Brown Sisters by Nicholas Nixon, 1975-Ongoing: In this series Nixon has photographed four sisters every year since 1975. We explicitly see how these women age and grow, and we also implicitly see how the photographer grows as an artist.
Dewy by Tracey Baran, 2000: This image shows an old glass filled with some liquid. The glass has clearly not been touched for a while so we see how everything has built up on and in it over time.
Downtown Detroit by Camilo Vergara, 1991: Vergara captures a changing Detroit, putting in stark contrast the old and the new parts of the city so through a still image we see how the city changes through time.

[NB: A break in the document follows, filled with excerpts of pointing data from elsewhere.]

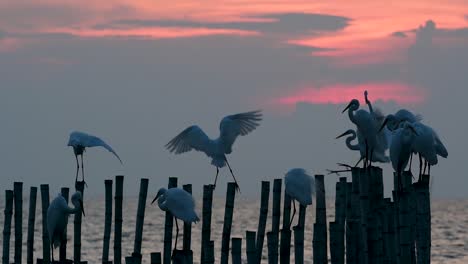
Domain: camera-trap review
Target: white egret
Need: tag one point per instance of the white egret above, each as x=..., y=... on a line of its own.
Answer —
x=57, y=218
x=80, y=141
x=299, y=186
x=230, y=128
x=179, y=203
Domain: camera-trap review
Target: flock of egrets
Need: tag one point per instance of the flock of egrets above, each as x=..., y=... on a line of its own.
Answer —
x=402, y=134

Copperhead Grid by Moyra Davey, 1990: Davey takes macro images of dilapidated pennies, showing us how these universal (to Americans) objects change and decay over time/
Sunburned GSP#888 (Strait of Juan De Fuca, new years day) by Chris McCaw , 2016: McCaw takes light sensitive negatives and leaves them in the sun for hours and the sun literally burns its way across the print. As time passes it imprints itself on the paper.
Sleep of the Beloved by Paul Schneggenburger, Circa 2013: In this series the photographer sets up a camera over a couple’s bed and takes a long exposure shot that lasts for hours, capturing a couples entire night’s sleep in a single image.

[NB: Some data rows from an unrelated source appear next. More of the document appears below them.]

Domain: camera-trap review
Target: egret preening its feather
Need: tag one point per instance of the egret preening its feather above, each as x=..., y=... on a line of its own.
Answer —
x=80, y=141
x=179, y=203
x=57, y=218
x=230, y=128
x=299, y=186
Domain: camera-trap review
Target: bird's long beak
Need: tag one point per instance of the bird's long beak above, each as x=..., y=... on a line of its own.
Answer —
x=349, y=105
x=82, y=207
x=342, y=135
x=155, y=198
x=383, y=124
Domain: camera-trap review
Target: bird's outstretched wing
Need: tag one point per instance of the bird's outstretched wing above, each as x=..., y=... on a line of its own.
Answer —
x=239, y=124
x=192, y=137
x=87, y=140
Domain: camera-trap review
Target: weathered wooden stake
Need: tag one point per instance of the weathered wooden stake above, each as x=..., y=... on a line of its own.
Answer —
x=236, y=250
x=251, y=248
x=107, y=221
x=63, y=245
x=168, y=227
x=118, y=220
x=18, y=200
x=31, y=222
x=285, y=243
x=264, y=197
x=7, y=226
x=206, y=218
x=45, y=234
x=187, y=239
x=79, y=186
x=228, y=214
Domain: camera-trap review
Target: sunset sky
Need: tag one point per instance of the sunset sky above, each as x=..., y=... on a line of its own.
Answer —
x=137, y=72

Reframing History by Susan Meiselas, 2004: Meiselas had taken photojournalistic images of the Nicaraguan civil war 25 years before her Reframing History series. In this series she reprints the images on billboards in the location she had taken them decades before.
History’s Shadow by David Maisel, 2011: In this series Maisel takes x rays of museum artifacts, making images that look like transmissions from a distant past.
Sears Roebuck Darko Rough by Alison Rossiter, 2012: In this series Rossiter takes negatives that expired decades ago and develops them, seeing through this process both what was left behind on the negative and how time has altered the image.
From Deep South by Sally Mann, 1998: In this series Mann uses a photographic process from the 1800s to capture Southern Landscapes, making images imbued with beauty and the troubling history of where they are shot.